Andate in mezzo ai vostri compagni, e gridatelo con coraggio: «Non mettete la vostra vita in garage» (cfr. Raoul Follereau, Il libro d’amore, A.I.F.O. 1999, p. 77). Annunciate loro non un Dio lontano, conosciuto solo “per sentito dire”, ma il Verbo della vita, che si è fatto carne ed ha posto tra noi la sua tenda. Lui e lui solo ha il potere di renderci figli di Dio e uomini tutti interi. Infatti «chiunque segue Cristo, l’uomo perfetto, si fa anch’egli più uomo» (GS, 41). Chi vuole può incontrarlo: anche oggi. Dove? Nella comunità ecclesiale, di cui voi, a titolo speciale, siete il volto simpatico e il sorriso fraterno. Fatevi eco dello stile missionario, antico e sempre nuovo, dell’apostolo Giovanni, che proclamava, con trascinante convinzione: «Ciò che era fin da principio, il Verbo della vita.... quello che abbiamo visto e udito, noi lo annunziamo anche a voi, perché anche voi siate in comunione con noi»(1Gv 1, 2-3).

Atleti dello spirito

Santi non ci s’improvvisa. Anche la muscolatura dell’anima, come quella del corpo, ha bisogno di palestra: e non di un allenamento occasionale, ma di un esercizio continuo, fatto di ascolto della Parola, di sacramenti vissuti con responsabile fede e regolare frequenza (specie la confessione e l’eucaristia), di preghiera profonda e quotidiana, di vita interiore curata anche con l’aiuto di una guida esperta, di amore alla croce abbracciata con gioia, di tanta pratica nella carità scambievole. Volete un indirizzo-sintesi dove trovare in sovrabbondanza ogni opportunità di crescita spirituale? Eccolo: mettetevi alla scuola di Maria. Lei, modello dei credenti, vi insegnerà l’arte di amare Dio e i fratelli. E sarà a vostro fianco, sempre, con l’affetto e la sollecitudine di una mamma premurosa, fino a rendervi santi e immacolati nella carità (Ef 1, 4).

Pellegrini nel tempo,
protesi verso l’eterno

Non permettete a «una civiltà commerciale, edonistica, materialistica che tenta ancora di spacciarsi come portatrice di avvenire» (Paolo VI, ibid, n. 6) di murare i vostri orizzonti dentro le pareti anguste di una temporalità asfissiante, perché chiusa in se stessa. Mantenete la mente e il cuore spalancati sull’eternità. Solo chi mantiene la bussola dell’anima orientata alle cose che non passano può impegnarsi a edificare quaggiù la civiltà dell’amore. Voi avete «una grande storia da costruire! Guardate al futuro, nel quale lo Spirito vi proietta per fare con voi cose grandi» (Vita consecrata , n. 110). Siete le avanguardie della Chiesa, che marcia, nel tempo, verso la Gerusalemme celeste: voi costituite la «prossima tappa storica del popolo di Dio» (Paolo VI, ibid., n. 6).

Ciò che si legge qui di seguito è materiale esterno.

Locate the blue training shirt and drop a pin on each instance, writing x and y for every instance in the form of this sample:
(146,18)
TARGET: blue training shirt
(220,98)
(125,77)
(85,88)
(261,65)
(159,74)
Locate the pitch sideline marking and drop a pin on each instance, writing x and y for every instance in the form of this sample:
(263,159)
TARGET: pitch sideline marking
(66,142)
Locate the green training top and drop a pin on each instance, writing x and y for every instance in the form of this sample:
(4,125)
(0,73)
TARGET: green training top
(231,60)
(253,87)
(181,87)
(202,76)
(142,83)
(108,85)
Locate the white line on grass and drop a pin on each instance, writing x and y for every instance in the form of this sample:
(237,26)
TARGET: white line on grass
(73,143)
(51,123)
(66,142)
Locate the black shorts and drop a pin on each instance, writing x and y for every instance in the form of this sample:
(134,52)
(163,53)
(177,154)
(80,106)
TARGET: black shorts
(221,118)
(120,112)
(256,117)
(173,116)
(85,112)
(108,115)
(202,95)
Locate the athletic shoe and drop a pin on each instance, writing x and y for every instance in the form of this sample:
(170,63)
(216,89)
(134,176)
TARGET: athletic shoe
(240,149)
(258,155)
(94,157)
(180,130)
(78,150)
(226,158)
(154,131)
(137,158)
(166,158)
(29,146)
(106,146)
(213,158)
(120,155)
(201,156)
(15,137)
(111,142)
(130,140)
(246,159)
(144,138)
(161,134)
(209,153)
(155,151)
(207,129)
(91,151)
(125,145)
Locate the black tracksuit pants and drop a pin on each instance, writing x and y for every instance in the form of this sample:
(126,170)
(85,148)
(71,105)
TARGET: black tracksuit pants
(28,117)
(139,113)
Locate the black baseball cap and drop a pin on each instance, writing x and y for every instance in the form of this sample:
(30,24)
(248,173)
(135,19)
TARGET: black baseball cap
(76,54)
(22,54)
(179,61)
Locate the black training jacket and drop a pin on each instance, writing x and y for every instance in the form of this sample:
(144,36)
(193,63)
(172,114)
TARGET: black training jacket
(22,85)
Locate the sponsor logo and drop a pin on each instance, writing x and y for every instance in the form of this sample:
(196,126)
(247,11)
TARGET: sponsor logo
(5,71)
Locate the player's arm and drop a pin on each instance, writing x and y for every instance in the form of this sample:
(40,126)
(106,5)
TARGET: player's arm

Camminate sereni, ponendo nel Signore la vostra fiducia, e non abbiate alcun debito con nessuno, se non quello della carità vicendevole (cfr. Rm 13, 8), poiché «l’amore è l’unico passaporto valido per l’eternità» (François Pavreau). Come vescovo guardo con ferma speranza al futuro. Mi chiedete perché? Innanzitutto perché confido nella Provvidenza, che sempre agisce nella storia. Ma c’è anche un’altra ragione, che mi consente di guardare al domani con fondato ottimismo. Volete sapere quale? Perché il domani siete voi.